Even Supreme Court Justice Harry Blackmun noted when writing the majority opinion in Roe that in the third trimester “the fetus then presumably has the capability of meaningful life outside the mother's womb. State regulation protective of fetal life after viability thus has both logical and biological justifications.” So, when does the child become a defined human being?
Some, clearly including Blackmun, would argue viability. If a child can live outside the womb or inside the womb it is clearly a human being. Yet, viability, if equally applied using the pro-abortion’s definition is a measure that would demand the termination of life of many fragile senior citizens or many of our mentally and intellectually challenged citizens who contribute to life, yet are not “viable” in the sense of total independence.
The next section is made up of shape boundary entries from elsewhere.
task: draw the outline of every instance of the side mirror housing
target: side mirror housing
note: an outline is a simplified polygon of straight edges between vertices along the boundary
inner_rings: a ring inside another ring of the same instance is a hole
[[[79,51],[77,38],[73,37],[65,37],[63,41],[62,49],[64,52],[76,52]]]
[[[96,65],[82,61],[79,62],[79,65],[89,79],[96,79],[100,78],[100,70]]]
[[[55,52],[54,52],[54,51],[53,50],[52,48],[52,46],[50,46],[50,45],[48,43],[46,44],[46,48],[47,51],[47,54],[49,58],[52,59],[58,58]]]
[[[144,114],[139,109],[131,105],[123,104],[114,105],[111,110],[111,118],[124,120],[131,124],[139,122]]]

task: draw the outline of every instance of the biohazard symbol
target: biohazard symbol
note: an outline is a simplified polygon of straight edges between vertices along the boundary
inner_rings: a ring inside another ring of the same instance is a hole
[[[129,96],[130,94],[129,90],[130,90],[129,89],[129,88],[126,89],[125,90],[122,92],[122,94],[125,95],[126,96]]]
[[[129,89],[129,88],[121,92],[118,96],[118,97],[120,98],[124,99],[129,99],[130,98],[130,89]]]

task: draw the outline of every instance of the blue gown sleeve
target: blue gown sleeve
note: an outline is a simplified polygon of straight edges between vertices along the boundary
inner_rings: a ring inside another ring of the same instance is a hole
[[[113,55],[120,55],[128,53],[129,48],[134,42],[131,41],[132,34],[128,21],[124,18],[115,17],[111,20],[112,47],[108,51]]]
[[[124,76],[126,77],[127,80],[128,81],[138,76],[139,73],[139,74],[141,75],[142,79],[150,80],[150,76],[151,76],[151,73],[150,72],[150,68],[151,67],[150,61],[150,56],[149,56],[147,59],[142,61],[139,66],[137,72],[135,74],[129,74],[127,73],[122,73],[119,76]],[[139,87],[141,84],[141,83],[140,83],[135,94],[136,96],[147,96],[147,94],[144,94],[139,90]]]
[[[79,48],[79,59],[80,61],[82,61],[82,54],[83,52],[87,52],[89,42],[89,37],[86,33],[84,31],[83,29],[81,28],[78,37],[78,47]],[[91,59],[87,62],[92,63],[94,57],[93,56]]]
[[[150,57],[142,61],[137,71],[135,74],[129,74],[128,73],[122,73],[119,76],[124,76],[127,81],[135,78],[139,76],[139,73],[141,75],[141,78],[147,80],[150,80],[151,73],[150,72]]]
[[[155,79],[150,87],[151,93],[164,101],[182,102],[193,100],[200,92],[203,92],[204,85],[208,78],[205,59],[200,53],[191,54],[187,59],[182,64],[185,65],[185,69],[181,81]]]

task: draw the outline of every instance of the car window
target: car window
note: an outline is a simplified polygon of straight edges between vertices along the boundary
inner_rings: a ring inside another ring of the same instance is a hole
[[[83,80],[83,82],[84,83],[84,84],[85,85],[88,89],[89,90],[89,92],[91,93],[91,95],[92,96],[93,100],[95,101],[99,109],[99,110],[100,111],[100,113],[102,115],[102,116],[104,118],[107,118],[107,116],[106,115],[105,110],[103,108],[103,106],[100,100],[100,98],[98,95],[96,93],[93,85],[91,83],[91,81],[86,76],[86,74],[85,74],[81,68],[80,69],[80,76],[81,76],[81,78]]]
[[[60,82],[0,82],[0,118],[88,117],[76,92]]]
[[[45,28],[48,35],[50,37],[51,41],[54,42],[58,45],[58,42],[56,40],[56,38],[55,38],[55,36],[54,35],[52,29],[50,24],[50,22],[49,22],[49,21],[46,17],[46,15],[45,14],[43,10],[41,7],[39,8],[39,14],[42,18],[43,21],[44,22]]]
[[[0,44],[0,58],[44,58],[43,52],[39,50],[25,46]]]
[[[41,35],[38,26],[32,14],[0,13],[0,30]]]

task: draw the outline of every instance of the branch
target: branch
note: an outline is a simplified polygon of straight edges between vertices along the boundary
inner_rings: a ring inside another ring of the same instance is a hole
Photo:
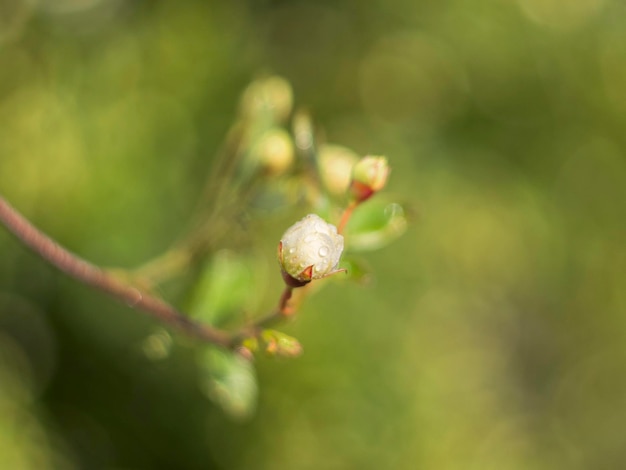
[[[189,319],[170,304],[121,282],[98,266],[66,250],[31,224],[1,195],[0,222],[24,245],[68,276],[106,292],[130,307],[142,310],[199,340],[226,348],[231,346],[228,333]]]

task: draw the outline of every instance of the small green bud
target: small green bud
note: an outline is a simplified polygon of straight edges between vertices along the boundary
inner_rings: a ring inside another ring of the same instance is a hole
[[[342,251],[337,228],[315,214],[307,215],[287,229],[278,245],[285,282],[300,287],[337,272]]]
[[[302,346],[296,338],[276,330],[263,330],[261,341],[265,352],[276,357],[297,357],[302,354]]]
[[[289,133],[279,128],[265,132],[254,146],[253,156],[270,175],[283,174],[294,160],[293,142]]]
[[[352,177],[352,168],[358,162],[358,155],[340,145],[325,144],[318,151],[320,177],[330,194],[344,197]]]
[[[271,116],[274,121],[284,121],[293,106],[291,85],[277,75],[255,80],[244,91],[240,106],[246,117]]]
[[[363,157],[352,169],[350,192],[357,202],[369,199],[385,187],[389,164],[385,157]]]

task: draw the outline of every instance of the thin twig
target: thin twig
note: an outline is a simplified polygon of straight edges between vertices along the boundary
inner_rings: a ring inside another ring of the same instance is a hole
[[[2,196],[0,222],[24,245],[68,276],[106,292],[130,307],[142,310],[190,336],[223,347],[231,346],[231,336],[228,333],[189,319],[168,303],[121,282],[98,266],[66,250],[31,224]]]

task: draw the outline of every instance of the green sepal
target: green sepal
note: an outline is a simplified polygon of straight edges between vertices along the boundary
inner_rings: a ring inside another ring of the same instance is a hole
[[[208,347],[199,356],[200,386],[232,418],[245,420],[255,410],[258,384],[254,366],[241,354]]]
[[[382,248],[402,235],[407,227],[400,204],[373,198],[355,209],[345,230],[346,249],[370,251]]]
[[[263,330],[260,335],[263,349],[270,356],[298,357],[302,354],[302,345],[291,336],[276,330]]]

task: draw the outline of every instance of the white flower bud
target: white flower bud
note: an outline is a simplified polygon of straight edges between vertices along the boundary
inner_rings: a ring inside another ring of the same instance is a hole
[[[337,228],[309,214],[284,233],[278,246],[283,271],[302,285],[337,272],[343,237]]]

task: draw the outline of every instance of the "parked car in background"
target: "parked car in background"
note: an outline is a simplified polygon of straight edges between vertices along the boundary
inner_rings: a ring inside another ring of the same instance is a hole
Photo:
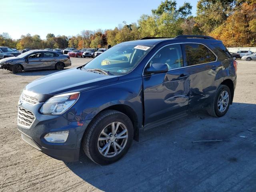
[[[70,57],[82,57],[82,54],[83,53],[79,50],[73,50],[70,52],[68,52],[68,55]]]
[[[87,48],[84,48],[83,49],[81,49],[81,50],[80,50],[80,51],[81,51],[81,52],[82,53],[83,53],[85,51],[86,51],[86,50],[87,50]]]
[[[160,129],[199,109],[225,115],[236,69],[222,42],[211,37],[125,42],[83,66],[27,85],[18,128],[24,140],[52,157],[78,161],[83,150],[94,162],[109,164],[138,140],[139,130]]]
[[[24,53],[25,52],[26,52],[27,51],[30,51],[30,49],[24,49],[22,51],[21,51],[21,53]]]
[[[98,49],[97,51],[94,53],[94,57],[96,57],[98,55],[100,55],[100,54],[106,51],[106,49],[104,48]]]
[[[20,54],[6,47],[0,47],[0,59],[17,56]]]
[[[66,48],[62,52],[63,54],[68,54],[68,52],[70,52],[71,51],[74,50],[75,49],[74,48],[72,48],[71,47],[68,47]]]
[[[96,49],[87,49],[87,50],[83,53],[83,57],[91,57],[94,58],[94,53],[96,52]]]
[[[17,49],[15,49],[15,48],[12,48],[12,50],[13,50],[15,52],[17,52],[17,53],[19,53],[20,52],[19,51],[18,51]]]
[[[0,68],[19,73],[22,71],[55,69],[62,70],[71,65],[69,56],[47,50],[32,50],[0,60]]]
[[[248,61],[251,60],[256,60],[256,53],[253,53],[250,55],[245,55],[242,57],[241,59]]]
[[[231,56],[232,56],[232,57],[233,58],[233,59],[234,59],[234,60],[236,60],[236,59],[239,59],[239,58],[240,58],[240,55],[237,53],[231,52],[230,53],[231,54]]]
[[[236,53],[239,54],[240,58],[241,58],[245,55],[251,55],[253,53],[253,52],[252,52],[250,51],[239,51],[236,52]]]
[[[53,51],[57,52],[57,53],[62,53],[62,50],[60,49],[54,49],[53,50]]]

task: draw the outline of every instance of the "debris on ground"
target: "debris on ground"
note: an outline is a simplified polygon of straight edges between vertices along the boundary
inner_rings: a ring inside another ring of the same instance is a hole
[[[198,141],[194,141],[192,142],[194,143],[200,143],[201,142],[219,142],[220,141],[229,141],[228,139],[220,139],[220,140],[199,140]]]

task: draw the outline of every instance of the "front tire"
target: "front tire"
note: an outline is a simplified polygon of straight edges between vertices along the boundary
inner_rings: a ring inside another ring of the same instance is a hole
[[[82,141],[83,149],[94,162],[110,164],[127,152],[133,133],[132,123],[126,115],[107,110],[97,115],[87,128]]]
[[[250,61],[251,60],[252,60],[252,58],[251,58],[250,57],[248,57],[247,58],[246,58],[246,61]]]
[[[222,117],[228,110],[231,100],[231,94],[229,88],[224,85],[220,85],[216,91],[213,100],[207,107],[208,113],[214,117]]]
[[[22,72],[22,67],[19,64],[16,64],[12,66],[12,71],[14,74],[21,73]]]

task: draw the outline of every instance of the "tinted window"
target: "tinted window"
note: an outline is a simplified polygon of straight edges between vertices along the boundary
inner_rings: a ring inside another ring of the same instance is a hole
[[[214,61],[215,56],[205,46],[201,44],[185,45],[187,63],[189,66]]]
[[[44,57],[54,57],[58,56],[58,55],[51,52],[44,52]]]
[[[154,63],[166,64],[168,69],[183,67],[183,58],[180,45],[170,45],[160,50],[150,60],[148,65]]]
[[[31,54],[28,57],[28,58],[39,58],[42,57],[42,55],[41,53],[36,53],[34,54]]]
[[[214,43],[212,44],[212,45],[216,48],[216,51],[214,50],[214,52],[217,54],[220,60],[222,60],[232,58],[232,56],[223,44]],[[242,52],[242,51],[241,52]]]

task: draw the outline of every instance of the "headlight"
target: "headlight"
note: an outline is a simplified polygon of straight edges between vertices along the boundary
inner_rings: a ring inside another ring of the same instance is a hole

Couched in those terms, the measure of viability has to be used within some moral value of life.
The same reflexive anger at the thought of ending the life of any who is not independent is rooted in the same anger experienced toward Planned Parenthood’s despicable actions on 12-week-old unborn babies. Our consciences seem give voice to an unspoken value a civil society must assign to life as the evidence of organ and body part harvesting has been exposed by these unbelievable videos.
From a scientific stand point it is hard to draw the line on viability throughout the lifespan of our humanity because each life is unique. Whether we speak of the survival of the earliest premature birth at 21 weeks old or frozen fertilized embryos stored for years that come to life once implanted in a mother’s womb, the science of life must always be guarded by our respect of life.
Our revulsion at the actions of Planned Parenthood is simple to explain – most understand the true value of a life. The contradiction of charging someone who harms a fetus with a crime while at the same time legalizing the same procedure for birth control to terminate a life is easy to appreciate. The science is clear: the unborn baby is not part of its mother. Viability as a defining criterion fails both scientifically and emotionally in the face of these actions. From the beginning of its inception to its full-term birth, this being is a unique being. The sale of parts of a human being for profit rightfully enrages us based on emotion…and science.